The default geometries used as templates are taken from the data/models/convex_stones directory. It is possible to create and use a new shape library, by using the --shapeLibrary command line argument. The shape library is a directory with one .obj file per shape. The shapes must be convex. The size of the rigid body template are estimated using the diagonalized inertia tensor, of the rigid body, assuming uniform mass distribution and a cuboid shape:

\[\begin{split}x = \sqrt{6m^{-1} (Izz + Iyy - Ixx)} \\ y = \sqrt{6m^{-1} (Izz + Ixx - Iyy)} \\ z = \sqrt{6m^{-1} (Iyy + Ixx - Izz)}\end{split}\]

Choosing the smallest of \(x,y,z\) as the size is a good approximation of how mechanical sieving measures the size of rocks. The distributionTable of the rigidBodyEmitter is created by scaling the rocks to match the size of the previously used particles.

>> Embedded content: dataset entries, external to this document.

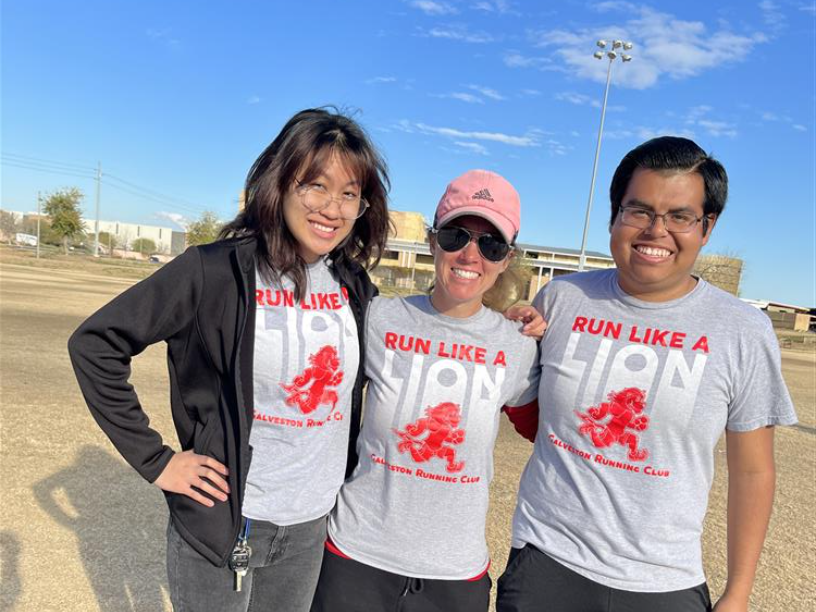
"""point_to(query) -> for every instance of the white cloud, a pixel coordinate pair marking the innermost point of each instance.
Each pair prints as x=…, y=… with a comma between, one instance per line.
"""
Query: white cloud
x=577, y=99
x=180, y=220
x=461, y=96
x=698, y=116
x=718, y=128
x=605, y=7
x=495, y=6
x=772, y=15
x=530, y=140
x=433, y=8
x=771, y=117
x=557, y=148
x=665, y=46
x=583, y=100
x=473, y=147
x=162, y=35
x=487, y=92
x=514, y=59
x=460, y=33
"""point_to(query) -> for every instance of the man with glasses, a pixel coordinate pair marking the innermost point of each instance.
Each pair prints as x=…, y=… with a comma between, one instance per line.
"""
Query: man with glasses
x=643, y=368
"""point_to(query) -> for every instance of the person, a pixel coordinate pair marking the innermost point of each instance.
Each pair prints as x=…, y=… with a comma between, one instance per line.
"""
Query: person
x=263, y=345
x=643, y=367
x=408, y=531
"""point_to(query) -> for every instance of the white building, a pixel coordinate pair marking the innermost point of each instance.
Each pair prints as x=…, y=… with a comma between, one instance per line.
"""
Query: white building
x=167, y=240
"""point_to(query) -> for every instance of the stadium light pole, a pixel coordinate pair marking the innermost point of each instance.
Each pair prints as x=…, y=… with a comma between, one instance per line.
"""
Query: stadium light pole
x=612, y=55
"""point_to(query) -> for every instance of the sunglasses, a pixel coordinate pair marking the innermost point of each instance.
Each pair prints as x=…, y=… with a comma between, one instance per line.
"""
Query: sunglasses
x=452, y=239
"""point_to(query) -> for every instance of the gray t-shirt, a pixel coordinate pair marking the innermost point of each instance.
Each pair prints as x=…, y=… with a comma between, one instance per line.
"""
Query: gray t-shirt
x=417, y=502
x=306, y=359
x=634, y=396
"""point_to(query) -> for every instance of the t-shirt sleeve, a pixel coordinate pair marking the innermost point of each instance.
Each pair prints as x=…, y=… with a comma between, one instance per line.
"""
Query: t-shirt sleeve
x=760, y=396
x=526, y=388
x=369, y=332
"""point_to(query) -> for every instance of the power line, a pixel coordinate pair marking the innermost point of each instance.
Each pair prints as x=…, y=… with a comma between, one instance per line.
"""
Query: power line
x=46, y=169
x=51, y=162
x=55, y=167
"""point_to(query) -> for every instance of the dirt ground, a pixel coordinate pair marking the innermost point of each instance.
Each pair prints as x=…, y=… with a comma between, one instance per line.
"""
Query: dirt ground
x=82, y=531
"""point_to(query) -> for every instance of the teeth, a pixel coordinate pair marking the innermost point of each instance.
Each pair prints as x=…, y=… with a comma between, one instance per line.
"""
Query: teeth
x=322, y=228
x=466, y=274
x=652, y=252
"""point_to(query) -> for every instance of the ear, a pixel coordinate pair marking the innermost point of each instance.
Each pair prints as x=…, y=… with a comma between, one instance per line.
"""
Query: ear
x=711, y=223
x=432, y=242
x=506, y=263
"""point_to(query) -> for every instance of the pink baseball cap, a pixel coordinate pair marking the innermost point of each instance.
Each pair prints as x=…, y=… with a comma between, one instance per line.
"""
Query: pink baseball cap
x=484, y=194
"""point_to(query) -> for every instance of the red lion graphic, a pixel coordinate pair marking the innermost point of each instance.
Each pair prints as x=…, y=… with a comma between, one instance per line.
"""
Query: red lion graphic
x=323, y=372
x=441, y=422
x=625, y=408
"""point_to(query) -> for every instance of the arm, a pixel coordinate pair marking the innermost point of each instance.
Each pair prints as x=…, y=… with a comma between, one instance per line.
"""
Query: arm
x=101, y=351
x=751, y=481
x=534, y=323
x=524, y=419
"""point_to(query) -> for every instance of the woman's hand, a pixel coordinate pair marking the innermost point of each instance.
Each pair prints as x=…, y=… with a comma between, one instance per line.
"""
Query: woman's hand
x=534, y=323
x=188, y=473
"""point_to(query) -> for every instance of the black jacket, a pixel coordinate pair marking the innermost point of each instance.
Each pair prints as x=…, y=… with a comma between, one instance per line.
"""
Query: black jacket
x=202, y=304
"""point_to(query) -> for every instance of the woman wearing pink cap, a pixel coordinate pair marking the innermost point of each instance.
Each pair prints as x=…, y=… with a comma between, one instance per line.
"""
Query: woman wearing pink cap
x=408, y=530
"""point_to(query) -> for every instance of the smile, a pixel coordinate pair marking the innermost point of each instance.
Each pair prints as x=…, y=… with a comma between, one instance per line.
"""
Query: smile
x=465, y=274
x=322, y=228
x=652, y=251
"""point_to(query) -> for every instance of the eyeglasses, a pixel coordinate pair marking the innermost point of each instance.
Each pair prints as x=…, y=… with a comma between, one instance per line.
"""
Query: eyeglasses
x=315, y=197
x=678, y=222
x=452, y=239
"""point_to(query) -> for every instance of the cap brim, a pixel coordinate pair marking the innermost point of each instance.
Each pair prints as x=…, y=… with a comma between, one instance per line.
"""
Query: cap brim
x=502, y=224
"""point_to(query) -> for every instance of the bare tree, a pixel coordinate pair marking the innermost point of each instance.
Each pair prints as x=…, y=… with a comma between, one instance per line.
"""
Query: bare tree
x=9, y=225
x=62, y=208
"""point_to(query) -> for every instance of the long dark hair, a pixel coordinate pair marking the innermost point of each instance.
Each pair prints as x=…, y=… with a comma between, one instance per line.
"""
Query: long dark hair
x=305, y=147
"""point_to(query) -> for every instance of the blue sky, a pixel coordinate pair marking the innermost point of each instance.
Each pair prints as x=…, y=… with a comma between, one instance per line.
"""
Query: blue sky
x=176, y=99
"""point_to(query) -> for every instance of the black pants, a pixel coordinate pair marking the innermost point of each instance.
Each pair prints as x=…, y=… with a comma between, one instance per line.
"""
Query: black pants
x=534, y=582
x=346, y=585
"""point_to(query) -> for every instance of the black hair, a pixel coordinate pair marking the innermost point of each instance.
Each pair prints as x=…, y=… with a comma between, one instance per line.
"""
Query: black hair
x=302, y=150
x=673, y=154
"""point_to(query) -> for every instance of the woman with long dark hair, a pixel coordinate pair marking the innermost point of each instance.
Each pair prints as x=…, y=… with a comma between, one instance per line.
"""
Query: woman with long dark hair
x=263, y=333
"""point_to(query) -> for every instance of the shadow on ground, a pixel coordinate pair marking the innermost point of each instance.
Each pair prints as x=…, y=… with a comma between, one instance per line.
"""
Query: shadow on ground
x=120, y=524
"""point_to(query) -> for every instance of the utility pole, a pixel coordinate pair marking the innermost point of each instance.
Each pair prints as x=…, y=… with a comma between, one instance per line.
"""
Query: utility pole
x=612, y=55
x=98, y=191
x=38, y=225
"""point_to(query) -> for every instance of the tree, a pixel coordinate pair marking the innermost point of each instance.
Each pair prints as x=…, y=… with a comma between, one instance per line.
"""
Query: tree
x=9, y=225
x=205, y=230
x=62, y=208
x=144, y=245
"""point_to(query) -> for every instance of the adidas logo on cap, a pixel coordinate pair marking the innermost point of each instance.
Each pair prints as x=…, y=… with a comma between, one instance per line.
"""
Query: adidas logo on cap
x=482, y=194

The material of the rigid bodies are copied directly from the particles materials. This can lead to unexpected changes in the bulk granular flow, since the rigid bodies have different geometry. Recalibration of the material properties can be necessary.

The friction model for rigid bodies in AGX is by default IterativeProjectedConeFriction, with the solve type SPLIT. Since these simulations often contains a large contact system the script changes the solve type to ITERATIVE. This trades realistic friction for performance. Depending on the application, it possible to speed this up even more together with agxSDK::MergeSplitHandler - AMOR.

A step-by-step description of the workflow when modeling granular flows with spherical particles and rigid bodies:

  1. Do prototype simulations with spherical particleSystems and particleEmitters.

  2. Export the simulation as an .agx file.

  3. [Optionally] Create your own shape library. One shape per .obj file.

  4. Run the script replaceParticleEmitterWithRigidBodyEmitter.py to replace particleEmitters with rigidBodyEmitters.

  5. Run the new simulation with correct solver settings and journal configuration.

  6. Post-process the results.

  7. If needed, return to point 1 and re-design the system.